Alex’s life changed dramatically last June when he was involved in an accident on a mid-Michigan freeway.

He drove a motorcycle on the ramp merging northbound Interstate 75 and westbound U.S.-10 and collided with a double bottom tractor-trailer. Alex suffered injuries that resulted in the loss of his left leg from the knee down.

“I hit a pot hole and was thrown up into the side of the truck,” said Alex. “It was a gravel train and I think one of the rotating tires on the side caught my leg, chewed it up, and spit me out.” He was conscious the entire time.

“I stood up and was mad. I was embarrassed a little bit,” said Alex. “I said ‘my dad is going to kill me.’ Then, I went to walk back to my bike and I looked down and my leg was hanging there. I said, ‘oof, that’s probably not good.’ ” He received help from people at the scene until an ambulance arrived.

Alex recovered and was fitted with a prosthetic lower leg. He returned to school last fall, and last Saturday, returned to the mats in Onaway to continue officiate matches.

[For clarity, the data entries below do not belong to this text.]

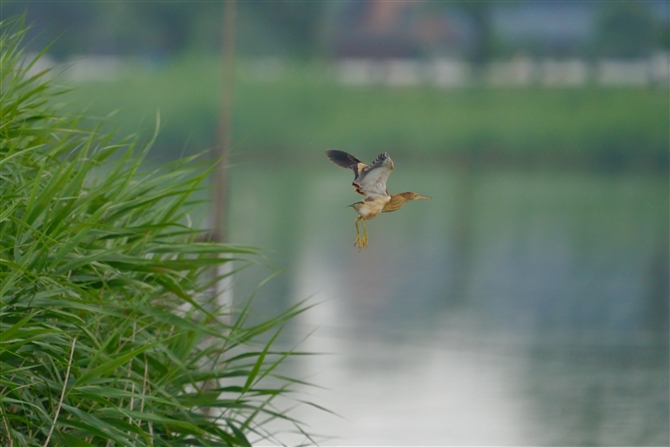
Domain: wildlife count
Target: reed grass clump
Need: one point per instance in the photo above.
(109, 335)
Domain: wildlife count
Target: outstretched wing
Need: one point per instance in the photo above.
(368, 180)
(371, 181)
(345, 160)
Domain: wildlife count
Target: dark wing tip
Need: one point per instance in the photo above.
(342, 159)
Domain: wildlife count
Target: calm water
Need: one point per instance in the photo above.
(516, 308)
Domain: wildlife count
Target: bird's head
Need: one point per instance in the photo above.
(409, 196)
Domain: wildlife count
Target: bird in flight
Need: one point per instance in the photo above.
(370, 181)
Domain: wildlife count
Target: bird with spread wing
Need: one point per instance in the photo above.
(370, 181)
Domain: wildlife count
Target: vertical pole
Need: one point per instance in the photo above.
(221, 182)
(223, 292)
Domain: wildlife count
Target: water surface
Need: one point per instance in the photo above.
(519, 307)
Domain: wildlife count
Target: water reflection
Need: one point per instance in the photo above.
(517, 307)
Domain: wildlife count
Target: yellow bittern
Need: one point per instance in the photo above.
(370, 181)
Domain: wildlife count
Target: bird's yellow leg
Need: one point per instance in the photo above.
(358, 234)
(365, 234)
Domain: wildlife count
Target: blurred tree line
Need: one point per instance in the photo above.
(304, 29)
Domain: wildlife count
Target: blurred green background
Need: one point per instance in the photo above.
(528, 302)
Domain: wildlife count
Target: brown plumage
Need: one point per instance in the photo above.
(370, 181)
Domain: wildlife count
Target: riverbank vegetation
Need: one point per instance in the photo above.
(300, 109)
(110, 332)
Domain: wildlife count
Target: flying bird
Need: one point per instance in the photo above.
(370, 181)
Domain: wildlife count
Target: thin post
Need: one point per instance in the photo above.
(221, 181)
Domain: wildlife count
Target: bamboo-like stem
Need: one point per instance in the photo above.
(62, 394)
(4, 421)
(144, 391)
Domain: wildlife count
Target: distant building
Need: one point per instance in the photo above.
(401, 29)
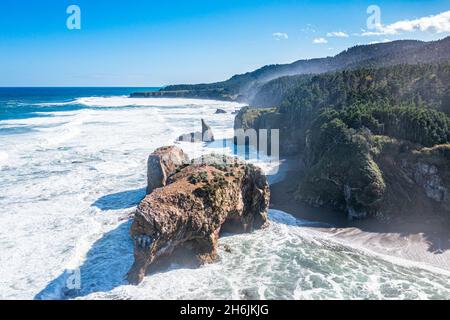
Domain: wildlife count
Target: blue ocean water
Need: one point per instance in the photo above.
(73, 168)
(17, 103)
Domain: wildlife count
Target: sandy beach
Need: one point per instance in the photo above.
(414, 238)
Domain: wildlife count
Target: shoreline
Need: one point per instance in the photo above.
(420, 239)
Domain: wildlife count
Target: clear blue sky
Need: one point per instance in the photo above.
(153, 43)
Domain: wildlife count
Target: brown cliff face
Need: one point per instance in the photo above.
(161, 164)
(199, 202)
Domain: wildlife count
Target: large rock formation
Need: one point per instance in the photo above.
(161, 164)
(201, 200)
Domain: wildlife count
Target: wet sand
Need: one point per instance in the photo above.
(423, 238)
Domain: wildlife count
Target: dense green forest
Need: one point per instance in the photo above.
(300, 96)
(358, 133)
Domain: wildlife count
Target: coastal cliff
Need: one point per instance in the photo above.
(198, 201)
(373, 159)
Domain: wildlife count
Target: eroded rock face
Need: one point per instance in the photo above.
(161, 164)
(199, 201)
(206, 135)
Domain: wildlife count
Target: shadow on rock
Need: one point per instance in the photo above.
(120, 200)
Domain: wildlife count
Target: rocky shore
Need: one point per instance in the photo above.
(190, 203)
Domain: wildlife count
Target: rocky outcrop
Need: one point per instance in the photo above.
(162, 163)
(206, 135)
(201, 200)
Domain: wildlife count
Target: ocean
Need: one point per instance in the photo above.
(73, 168)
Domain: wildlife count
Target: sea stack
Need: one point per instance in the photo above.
(161, 164)
(200, 200)
(207, 132)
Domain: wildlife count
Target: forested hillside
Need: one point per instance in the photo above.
(245, 86)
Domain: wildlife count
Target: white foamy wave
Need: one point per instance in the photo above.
(3, 158)
(285, 261)
(125, 101)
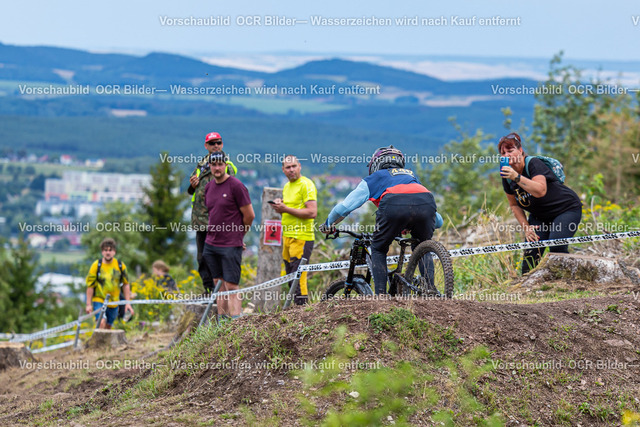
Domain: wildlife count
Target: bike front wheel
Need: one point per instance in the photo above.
(338, 288)
(429, 272)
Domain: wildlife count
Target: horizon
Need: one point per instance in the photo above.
(444, 67)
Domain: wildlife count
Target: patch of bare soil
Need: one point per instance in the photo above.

Life has gone on with no regrets.

Alex was left with the decision to keep the leg. It would require several surgeries and the transplanting of muscles from other parts of his body. He was not going to have any function in the ankle and little in the left knee. The procedures would have no guarantees from doctors, who said there was still the possibility it would have to be removed; however, it would have been above the knee. “Having my knee is huge,” said Alex. “People with their biological knees walk significantly better.”

Alex told them to take it. “I did not even need to think about it,” said Alex. “After the doctor was done talking, I told them, yeah, cut it off, I don’t want it anymore.”

Other than a limp, it is difficult to tell the difference between the legs.

His mother Amy watched closely Saturday from the stands to see how he would do in a live match. He already had worked other wrestling tournaments, but this was the first time she saw him officiate.

“I was looking to see how agile he was,” said Amy, “If he was able to get around and not get run over by the wrestlers.” There were no close calls. “His attitude is great, his perspective on life is great,” Amy added.

Alex says, other than his morning routine of putting on the prosthetic, it has not slowed him.

It helps that prosthetics have improved greatly, not only in the 21st Century, but even in the last few years.

Newer prosthetics have advanced plastics and carbon-fiber composites that make the limb lighter and stronger.

“The limb pumps air and holds it on with a vacuum,” said Alex. “It creates suction with contact.

“This is just my first one. I’ll get a leg for water skiing. I’ll get a leg for running. I went snowboarding the other day at Nub’s Nob. I wasn’t able to do it, because as my leg would twist it would poke into my knee. I could not do it very well. Eventually, they will make me a leg for snowboarding, and I’ll be able to snowboard.”

The junior will still be able to drive the race car with the SV

SU Cardinal Formula Racing Team. “The only stipulations are that I have to be able to stop it and I have to be able to get out in five seconds. I have done both of those things.”

Onaway High School athletic director Marty Mix said Alex is a great example for others that “when you are slapped in the face with adversity how you step right up and beat it. Alex has done that throughout his life.”

Mark Grant’s wrestling program lives by the mantra that “you don’t quit, you don’t make excuses, you find a way to rise to the top and that’s what Alex has done.”